Professionally, I’ve dedicated myself to bridging the gap between personal experience and systemic change. I work at the Center for Students with Disabilities at UConn, helping students navigate academic and emotional barriers similar to those I once faced. As a research assistant on a Socially Engaged Mindfulness-Based Intervention project, I study how mindfulness can reduce stress and strengthen resilience among social work students. Through my field placement with the Connecticut Department of Mental Health and Addiction Services, I contribute to research that evaluates supportive housing programs for people with opioid use disorder. Each of these roles has deepened my understanding that mental health advocacy must happen both one person at a time and at the policy level.

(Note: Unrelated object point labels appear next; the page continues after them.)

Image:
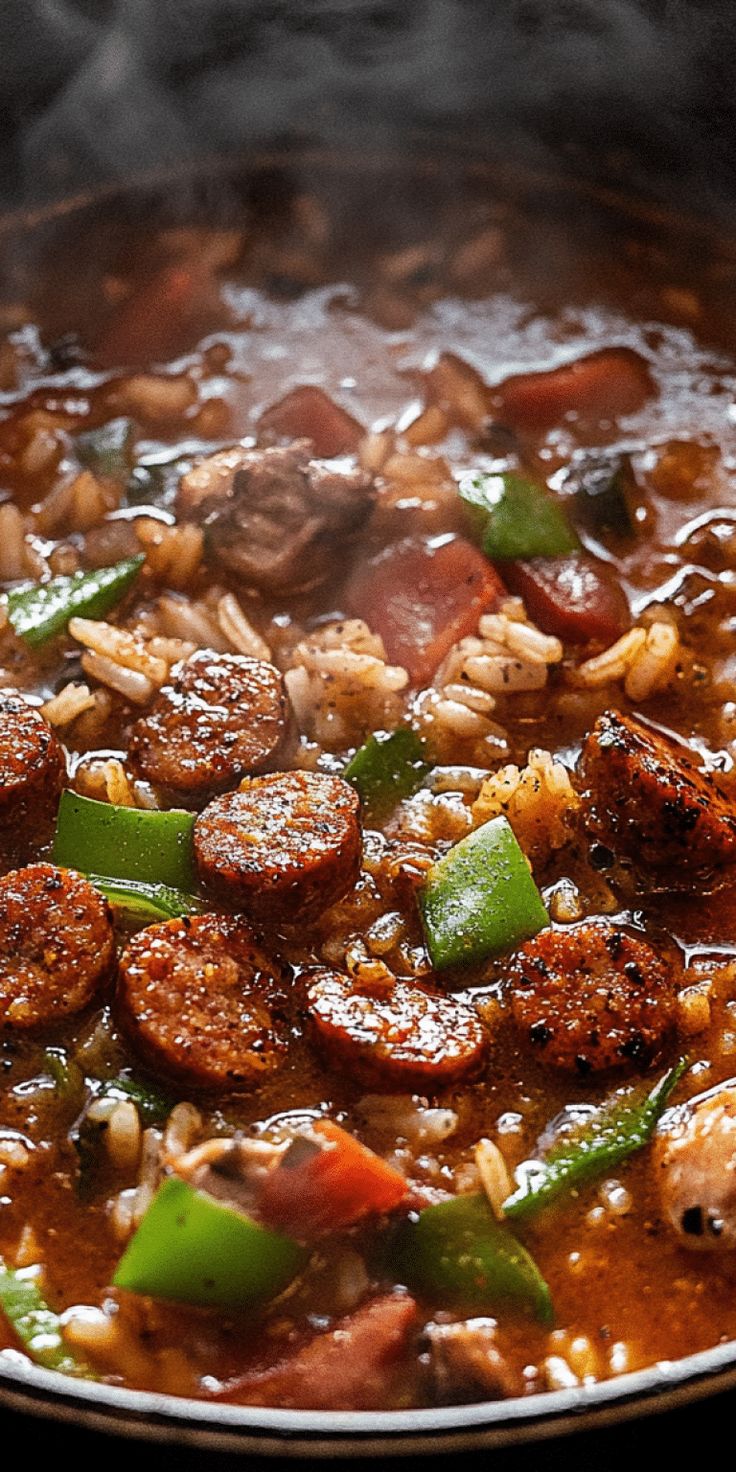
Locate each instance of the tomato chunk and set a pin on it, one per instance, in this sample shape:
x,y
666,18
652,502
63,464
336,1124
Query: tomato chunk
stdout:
x,y
421,596
159,318
331,1187
309,414
352,1366
601,386
574,598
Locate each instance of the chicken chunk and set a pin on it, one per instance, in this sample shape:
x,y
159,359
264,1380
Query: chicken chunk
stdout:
x,y
695,1163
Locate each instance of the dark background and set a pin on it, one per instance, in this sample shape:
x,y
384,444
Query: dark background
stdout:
x,y
617,90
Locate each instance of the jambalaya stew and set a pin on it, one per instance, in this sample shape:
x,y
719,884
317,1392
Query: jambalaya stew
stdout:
x,y
367,810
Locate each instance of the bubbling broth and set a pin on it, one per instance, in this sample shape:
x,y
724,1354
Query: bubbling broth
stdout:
x,y
367,800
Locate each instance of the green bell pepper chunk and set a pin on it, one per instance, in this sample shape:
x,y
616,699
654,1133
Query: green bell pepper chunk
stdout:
x,y
153,1106
109,449
458,1251
117,842
617,1131
515,518
44,610
146,904
390,766
480,898
68,1078
34,1324
193,1248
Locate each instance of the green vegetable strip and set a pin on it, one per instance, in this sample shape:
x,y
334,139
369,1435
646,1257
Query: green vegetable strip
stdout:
x,y
153,1106
460,1253
146,903
386,769
66,1075
193,1248
480,898
617,1131
99,838
43,611
515,518
34,1324
109,449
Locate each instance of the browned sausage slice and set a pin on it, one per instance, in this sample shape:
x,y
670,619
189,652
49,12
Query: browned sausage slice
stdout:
x,y
56,944
224,716
592,997
202,1003
284,847
401,1035
33,772
652,805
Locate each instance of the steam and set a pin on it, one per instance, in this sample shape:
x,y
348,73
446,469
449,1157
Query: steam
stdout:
x,y
96,90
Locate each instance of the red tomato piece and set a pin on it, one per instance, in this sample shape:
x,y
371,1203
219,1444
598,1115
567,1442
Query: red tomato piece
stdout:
x,y
574,596
159,318
330,1188
421,595
601,386
352,1366
309,414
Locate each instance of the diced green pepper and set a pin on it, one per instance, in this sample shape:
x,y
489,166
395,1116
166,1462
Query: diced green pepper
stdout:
x,y
621,1126
193,1248
390,766
143,903
109,449
480,898
153,1106
100,838
515,518
43,611
36,1325
87,1134
458,1251
66,1075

My mental health journey has taught me to see strength in vulnerability and possibility in persistence. I still have ADHD, depression, and anxiety, but they no longer control my life. They make me more empathetic, more adaptable, and more committed to building systems that recognize that people’s worth is not defined by their productivity or perfection. I didn’t choose this career despite my mental health struggles. I chose it because of them. Every step I’ve taken - from dropping out of high school to standing at the podium at Brown, and now pursuing my master’s - has reinforced my belief that healing and achievement are not opposites. They’re partners in growth, recovery, and life.
ADHDAdvisor Scholarship for Health Students
Throughout my academic and professional journey, I have dedicated myself to supporting others who face mental health challenges. My lived experience has given me a detailed understanding of how isolation, stigma, and systemic barriers can impact emotional well-being. As I pursue my Master's degree in Social work, I continue to deepen that knowledge. That awareness shapes the empathy and care I bring to my work every day. As a case manager at the University of Connecticut’s Center for Students with Disabilities, I support students who are managing ADHD, anxiety, depression, trauma, and other conditions that affect learning and daily life. I help them build personalized strategies for success, develop self-advocacy skills, and connect with campus and community resources. Every interaction is guided by compassion and the belief that mental health is an essential part of a person’s ability to thrive.

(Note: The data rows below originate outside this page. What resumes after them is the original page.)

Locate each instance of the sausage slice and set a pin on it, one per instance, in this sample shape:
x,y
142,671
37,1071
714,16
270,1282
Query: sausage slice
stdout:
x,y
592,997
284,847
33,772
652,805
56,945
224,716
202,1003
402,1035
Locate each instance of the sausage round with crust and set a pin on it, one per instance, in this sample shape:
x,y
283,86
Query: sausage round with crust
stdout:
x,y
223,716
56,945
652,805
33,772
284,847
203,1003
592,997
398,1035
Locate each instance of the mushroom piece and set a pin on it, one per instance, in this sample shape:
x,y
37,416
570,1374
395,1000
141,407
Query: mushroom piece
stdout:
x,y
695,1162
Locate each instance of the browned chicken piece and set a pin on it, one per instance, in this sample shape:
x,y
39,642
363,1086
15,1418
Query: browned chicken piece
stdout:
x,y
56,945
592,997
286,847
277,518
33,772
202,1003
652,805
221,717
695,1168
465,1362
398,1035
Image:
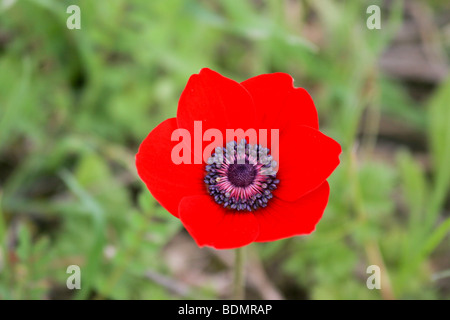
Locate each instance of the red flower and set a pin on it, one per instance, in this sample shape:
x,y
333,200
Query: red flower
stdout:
x,y
230,205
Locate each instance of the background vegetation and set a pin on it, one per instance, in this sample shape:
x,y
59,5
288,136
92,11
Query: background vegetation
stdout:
x,y
75,104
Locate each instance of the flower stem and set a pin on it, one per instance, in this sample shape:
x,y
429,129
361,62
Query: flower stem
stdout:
x,y
238,274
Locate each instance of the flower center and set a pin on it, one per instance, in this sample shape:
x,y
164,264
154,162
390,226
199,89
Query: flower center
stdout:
x,y
241,176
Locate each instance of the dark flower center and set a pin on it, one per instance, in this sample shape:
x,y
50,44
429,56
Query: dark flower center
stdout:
x,y
241,176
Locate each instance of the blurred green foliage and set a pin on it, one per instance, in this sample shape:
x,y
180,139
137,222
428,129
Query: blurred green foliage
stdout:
x,y
75,104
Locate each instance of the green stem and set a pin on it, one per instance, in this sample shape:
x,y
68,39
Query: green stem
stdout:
x,y
238,274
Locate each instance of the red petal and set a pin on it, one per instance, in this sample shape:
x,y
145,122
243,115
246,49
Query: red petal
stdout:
x,y
217,101
211,225
167,182
278,103
282,219
307,158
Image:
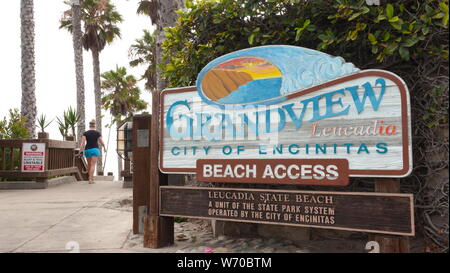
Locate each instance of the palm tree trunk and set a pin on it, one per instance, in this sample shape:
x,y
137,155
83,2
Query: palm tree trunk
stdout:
x,y
119,159
28,103
78,57
98,99
167,17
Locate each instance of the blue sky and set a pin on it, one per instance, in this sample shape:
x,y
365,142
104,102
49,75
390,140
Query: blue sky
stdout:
x,y
55,71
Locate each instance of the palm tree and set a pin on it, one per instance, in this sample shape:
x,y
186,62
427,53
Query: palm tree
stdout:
x,y
121,94
163,14
77,35
100,28
122,99
143,52
28,103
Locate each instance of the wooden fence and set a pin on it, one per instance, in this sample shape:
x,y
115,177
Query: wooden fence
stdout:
x,y
60,159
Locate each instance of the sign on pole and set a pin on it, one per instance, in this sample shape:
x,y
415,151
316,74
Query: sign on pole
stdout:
x,y
367,212
287,103
33,157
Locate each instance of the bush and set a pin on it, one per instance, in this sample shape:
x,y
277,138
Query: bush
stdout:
x,y
14,127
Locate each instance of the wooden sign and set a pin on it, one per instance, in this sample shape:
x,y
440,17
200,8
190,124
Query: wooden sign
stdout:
x,y
292,103
384,213
33,157
323,172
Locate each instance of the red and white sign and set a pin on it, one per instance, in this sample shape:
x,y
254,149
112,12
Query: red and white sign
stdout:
x,y
33,157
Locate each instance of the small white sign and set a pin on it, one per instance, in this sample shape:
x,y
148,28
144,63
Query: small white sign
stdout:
x,y
33,157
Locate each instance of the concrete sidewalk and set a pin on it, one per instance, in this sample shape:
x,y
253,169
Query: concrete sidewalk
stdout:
x,y
89,216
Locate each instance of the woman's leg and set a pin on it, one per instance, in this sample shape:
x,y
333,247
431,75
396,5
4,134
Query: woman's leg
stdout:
x,y
89,160
93,163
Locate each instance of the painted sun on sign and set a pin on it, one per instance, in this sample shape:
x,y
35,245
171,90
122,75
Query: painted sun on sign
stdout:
x,y
234,81
285,114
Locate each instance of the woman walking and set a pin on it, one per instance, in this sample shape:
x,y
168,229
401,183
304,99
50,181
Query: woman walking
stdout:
x,y
89,144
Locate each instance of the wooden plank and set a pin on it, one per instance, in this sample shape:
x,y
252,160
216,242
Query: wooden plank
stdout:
x,y
61,144
3,158
191,136
319,172
141,167
391,244
355,211
11,159
158,231
62,171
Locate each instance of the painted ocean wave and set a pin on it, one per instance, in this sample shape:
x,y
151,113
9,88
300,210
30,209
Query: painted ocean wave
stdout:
x,y
256,90
300,67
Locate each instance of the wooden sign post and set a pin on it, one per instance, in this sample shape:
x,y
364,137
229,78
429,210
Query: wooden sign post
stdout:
x,y
284,115
159,230
390,244
141,170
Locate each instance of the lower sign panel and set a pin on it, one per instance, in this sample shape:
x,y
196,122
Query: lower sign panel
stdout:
x,y
356,211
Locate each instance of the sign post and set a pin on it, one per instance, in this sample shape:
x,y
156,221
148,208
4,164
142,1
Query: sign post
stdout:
x,y
158,230
284,115
33,157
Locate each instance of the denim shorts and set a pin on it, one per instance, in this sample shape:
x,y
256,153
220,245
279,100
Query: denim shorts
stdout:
x,y
92,152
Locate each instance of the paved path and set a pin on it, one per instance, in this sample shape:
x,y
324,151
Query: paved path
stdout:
x,y
98,218
47,220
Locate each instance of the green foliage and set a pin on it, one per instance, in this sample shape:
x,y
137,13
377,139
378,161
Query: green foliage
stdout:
x,y
71,118
100,19
63,126
436,110
365,35
42,122
121,94
68,122
14,128
143,52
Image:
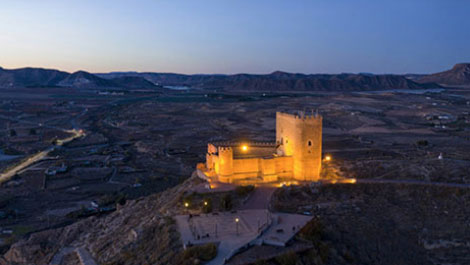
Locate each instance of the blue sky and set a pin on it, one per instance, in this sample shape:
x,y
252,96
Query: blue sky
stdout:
x,y
222,36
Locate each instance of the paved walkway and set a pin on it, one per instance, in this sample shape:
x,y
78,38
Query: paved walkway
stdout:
x,y
416,182
82,254
259,199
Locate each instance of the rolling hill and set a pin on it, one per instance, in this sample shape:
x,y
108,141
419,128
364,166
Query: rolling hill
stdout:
x,y
459,75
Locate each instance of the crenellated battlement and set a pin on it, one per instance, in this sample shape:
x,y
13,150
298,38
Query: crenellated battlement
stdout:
x,y
301,116
230,144
225,149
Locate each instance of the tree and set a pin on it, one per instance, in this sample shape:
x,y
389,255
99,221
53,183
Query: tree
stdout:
x,y
226,202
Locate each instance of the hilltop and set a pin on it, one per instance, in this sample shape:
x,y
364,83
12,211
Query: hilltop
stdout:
x,y
459,75
276,81
281,81
39,77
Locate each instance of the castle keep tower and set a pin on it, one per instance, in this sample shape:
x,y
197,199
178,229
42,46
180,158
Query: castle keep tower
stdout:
x,y
300,136
294,156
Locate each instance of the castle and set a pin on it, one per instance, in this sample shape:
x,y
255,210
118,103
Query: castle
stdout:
x,y
295,155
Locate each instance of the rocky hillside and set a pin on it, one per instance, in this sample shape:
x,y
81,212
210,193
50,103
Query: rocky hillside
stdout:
x,y
38,77
140,232
276,81
27,77
459,75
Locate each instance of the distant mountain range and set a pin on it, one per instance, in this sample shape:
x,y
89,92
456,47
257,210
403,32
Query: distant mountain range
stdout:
x,y
276,81
39,77
459,75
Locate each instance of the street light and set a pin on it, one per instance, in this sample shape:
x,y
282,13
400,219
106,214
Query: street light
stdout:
x,y
236,223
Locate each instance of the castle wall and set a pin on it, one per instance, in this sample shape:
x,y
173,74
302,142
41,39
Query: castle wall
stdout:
x,y
225,161
301,138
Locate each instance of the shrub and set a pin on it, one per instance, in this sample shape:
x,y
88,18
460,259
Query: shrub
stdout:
x,y
422,143
244,190
207,208
226,202
312,231
290,258
203,252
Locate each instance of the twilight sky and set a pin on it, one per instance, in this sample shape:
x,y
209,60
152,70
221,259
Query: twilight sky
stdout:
x,y
233,36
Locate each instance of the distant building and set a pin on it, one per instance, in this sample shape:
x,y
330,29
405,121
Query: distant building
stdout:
x,y
295,155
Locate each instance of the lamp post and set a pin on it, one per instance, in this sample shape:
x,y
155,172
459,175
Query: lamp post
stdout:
x,y
236,223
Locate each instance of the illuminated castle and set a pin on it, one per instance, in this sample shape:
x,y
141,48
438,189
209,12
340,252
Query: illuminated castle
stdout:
x,y
296,154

Beyond my professional role, I work to create inclusive spaces that promote understanding and healing. I have helped organize workshops, conferences, and advocacy events centered on disability rights, mental health awareness, and community care. These efforts bring people together to share experiences, reduce stigma, and build supportive networks. I also engage in peer support, offering a listening ear and encouragement to friends, classmates, and colleagues who are struggling.
My studies in social work and human rights have strengthened my ability to view mental health through multiple lenses: psychological, social, and structural. I have learned how policies, community resources, and cultural narratives all shape individual well-being. In the future, I plan to use this knowledge to pursue a career in research and policy development focused on improving access to compassionate, evidence-based care. My goal is to help create systems that prioritize prevention, inclusion, and dignity for all people. Ultimately, my commitment to supporting others’ mental health is rooted in the belief that everyone deserves to be seen, heard, and valued. Whether through one-on-one guidance, program design, or advocacy at a broader level, I hope to continue creating environments where people can feel safe, understood, and capable of growth.